Denn da sind schon mal die Cowboys. Offensiv und defensiv ohne echte Schwäche, sieht man mal von den zig Ballverlusten ab. Wenn sie ihre PS auf die Straße bekommen und scheinbar sichere Siege nicht wie zuletzt verhühnern, müssten die Play-offs und vielleicht sogar der Divisionssieg sicher sein. Und noch ein Faustpfand haben sie mit Trey Lance in der Hinterhand, wenn Zak Prescott wieder mehr zum Gegner als zum Mitspieler wirft.

Der Divisionssieg dürfte für die Giants außer Reichweite sein. Vielleicht reicht es wieder zu einem Wild-Card-Platz, aber nur wegen der weitaus schlechteren Conference. In der AFC hätten sie nicht die geringste Chance.

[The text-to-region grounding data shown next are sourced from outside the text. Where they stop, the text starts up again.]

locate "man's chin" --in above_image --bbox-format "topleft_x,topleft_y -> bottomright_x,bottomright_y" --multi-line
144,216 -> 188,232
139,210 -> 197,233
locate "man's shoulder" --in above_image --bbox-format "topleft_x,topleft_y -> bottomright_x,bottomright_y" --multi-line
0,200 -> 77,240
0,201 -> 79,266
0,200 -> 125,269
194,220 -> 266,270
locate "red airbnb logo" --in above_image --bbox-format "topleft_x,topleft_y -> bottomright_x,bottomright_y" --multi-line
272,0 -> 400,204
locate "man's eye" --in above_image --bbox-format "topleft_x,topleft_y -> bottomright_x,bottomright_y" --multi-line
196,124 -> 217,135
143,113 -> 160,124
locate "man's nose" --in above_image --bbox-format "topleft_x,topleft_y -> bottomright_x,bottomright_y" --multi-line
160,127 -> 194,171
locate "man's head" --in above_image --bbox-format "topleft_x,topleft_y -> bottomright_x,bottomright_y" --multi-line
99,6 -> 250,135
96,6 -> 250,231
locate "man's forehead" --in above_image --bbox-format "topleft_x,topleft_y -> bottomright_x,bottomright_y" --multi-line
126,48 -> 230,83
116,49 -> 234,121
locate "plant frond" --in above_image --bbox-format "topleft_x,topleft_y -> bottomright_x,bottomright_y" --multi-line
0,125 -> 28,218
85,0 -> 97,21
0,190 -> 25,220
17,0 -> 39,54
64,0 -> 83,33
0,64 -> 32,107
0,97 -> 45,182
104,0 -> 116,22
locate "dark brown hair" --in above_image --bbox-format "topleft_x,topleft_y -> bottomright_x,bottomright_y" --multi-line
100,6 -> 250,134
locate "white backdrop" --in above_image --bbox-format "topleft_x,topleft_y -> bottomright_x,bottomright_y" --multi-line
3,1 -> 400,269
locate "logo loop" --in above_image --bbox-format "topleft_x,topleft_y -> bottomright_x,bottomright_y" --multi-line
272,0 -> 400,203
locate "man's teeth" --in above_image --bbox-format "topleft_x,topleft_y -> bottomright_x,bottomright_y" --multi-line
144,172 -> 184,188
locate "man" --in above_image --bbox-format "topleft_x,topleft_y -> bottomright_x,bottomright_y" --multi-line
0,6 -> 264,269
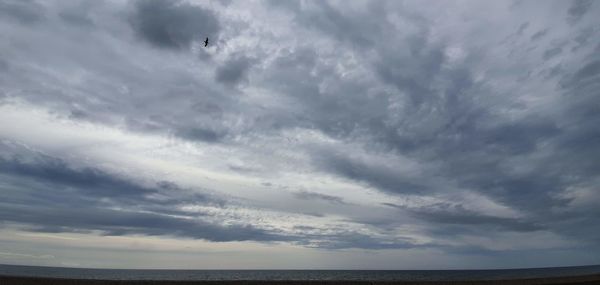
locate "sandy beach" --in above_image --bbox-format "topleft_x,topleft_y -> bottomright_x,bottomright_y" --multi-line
2,274 -> 600,285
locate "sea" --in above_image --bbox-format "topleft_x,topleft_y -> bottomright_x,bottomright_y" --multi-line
1,264 -> 600,281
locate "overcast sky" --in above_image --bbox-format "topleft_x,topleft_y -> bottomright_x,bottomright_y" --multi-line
0,0 -> 599,270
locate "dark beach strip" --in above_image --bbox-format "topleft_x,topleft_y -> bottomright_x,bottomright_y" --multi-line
2,274 -> 600,285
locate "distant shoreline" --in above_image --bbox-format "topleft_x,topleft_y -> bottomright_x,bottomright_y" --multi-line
2,274 -> 600,285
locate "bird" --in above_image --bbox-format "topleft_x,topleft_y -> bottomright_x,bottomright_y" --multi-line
204,37 -> 209,47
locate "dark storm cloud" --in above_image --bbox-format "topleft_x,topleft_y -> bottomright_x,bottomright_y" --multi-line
130,0 -> 219,49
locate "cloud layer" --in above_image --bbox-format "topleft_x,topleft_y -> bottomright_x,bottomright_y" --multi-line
0,0 -> 599,269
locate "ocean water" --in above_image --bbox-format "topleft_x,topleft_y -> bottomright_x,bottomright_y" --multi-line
1,264 -> 600,281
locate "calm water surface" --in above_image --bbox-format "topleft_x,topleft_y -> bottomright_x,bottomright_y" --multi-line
1,264 -> 600,281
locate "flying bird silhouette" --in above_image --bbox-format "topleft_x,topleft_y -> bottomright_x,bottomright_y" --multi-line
204,37 -> 209,47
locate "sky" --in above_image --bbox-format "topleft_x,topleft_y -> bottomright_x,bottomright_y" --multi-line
0,0 -> 599,270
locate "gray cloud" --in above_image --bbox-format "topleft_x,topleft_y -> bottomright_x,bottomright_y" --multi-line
0,0 -> 46,24
383,203 -> 544,233
1,0 -> 600,266
517,22 -> 530,35
293,1 -> 387,49
215,55 -> 254,86
315,151 -> 426,195
129,0 -> 219,49
573,60 -> 600,81
58,6 -> 95,28
0,155 -> 154,200
543,47 -> 563,60
0,203 -> 283,242
572,27 -> 595,51
567,0 -> 593,23
293,190 -> 346,205
175,127 -> 225,143
0,150 -> 217,210
280,1 -> 600,251
303,232 -> 418,250
0,146 -> 284,242
530,29 -> 548,41
291,225 -> 421,250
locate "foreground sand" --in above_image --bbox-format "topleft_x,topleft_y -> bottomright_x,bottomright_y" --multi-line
1,274 -> 600,285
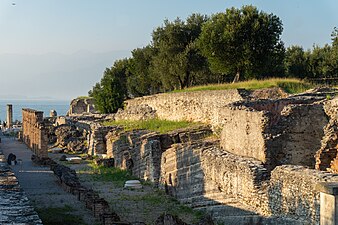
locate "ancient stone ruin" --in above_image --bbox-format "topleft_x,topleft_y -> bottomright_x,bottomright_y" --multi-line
22,108 -> 49,158
19,87 -> 338,224
67,97 -> 96,116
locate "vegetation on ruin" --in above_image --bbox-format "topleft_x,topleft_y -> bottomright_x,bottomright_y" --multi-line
78,162 -> 137,187
76,162 -> 204,224
111,189 -> 204,224
36,205 -> 88,225
103,119 -> 202,134
172,78 -> 314,94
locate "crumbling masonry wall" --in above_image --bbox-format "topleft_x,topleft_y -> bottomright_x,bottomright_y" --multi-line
22,108 -> 48,158
68,97 -> 96,115
160,142 -> 338,224
160,142 -> 270,211
315,97 -> 338,171
69,88 -> 338,224
105,126 -> 212,184
220,99 -> 328,170
118,89 -> 244,127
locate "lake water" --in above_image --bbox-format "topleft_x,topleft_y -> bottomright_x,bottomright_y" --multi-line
0,100 -> 70,122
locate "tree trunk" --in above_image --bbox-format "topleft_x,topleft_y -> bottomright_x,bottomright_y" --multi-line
232,70 -> 240,83
177,76 -> 184,90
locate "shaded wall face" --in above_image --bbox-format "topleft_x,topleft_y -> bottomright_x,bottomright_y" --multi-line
160,142 -> 269,209
107,130 -> 162,183
270,104 -> 328,168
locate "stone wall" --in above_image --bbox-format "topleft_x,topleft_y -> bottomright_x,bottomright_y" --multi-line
268,165 -> 338,225
105,126 -> 212,184
160,142 -> 270,212
220,98 -> 328,170
68,97 -> 96,116
315,97 -> 338,171
22,108 -> 48,158
119,90 -> 244,128
160,142 -> 338,224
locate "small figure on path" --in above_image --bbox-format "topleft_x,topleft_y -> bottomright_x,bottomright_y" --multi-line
7,153 -> 17,165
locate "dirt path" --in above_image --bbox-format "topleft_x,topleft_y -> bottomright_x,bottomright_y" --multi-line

Ziemlich gehypt werden ja die Lions, die Fans träumen von besseren Zeiten, ja vielleicht sogar ein Play-off-Sieg. Dazu ein schöner Beitrag von Lions-Fan und dem aus der SZ bekannten Jürgen Schmieder im aktuellen sports illustrated. Ob sie dann wirklich so gut sind, wird sich zeigen, wobei das Spiel bei den Chiefs nicht der Maßstab sein kann. Aber insgesamt scheinen sie auf einem guten Weg. Viel hängt natürlich von WR Jared Goff ab. Der fand in der vergangenen Saison vermehrt den Deutschen Amon-Ra St.Brown, der mit zahlreichen Catches und 6 Touchdowns den Durchbruch schaffte und weitere Großtaten ankündigte.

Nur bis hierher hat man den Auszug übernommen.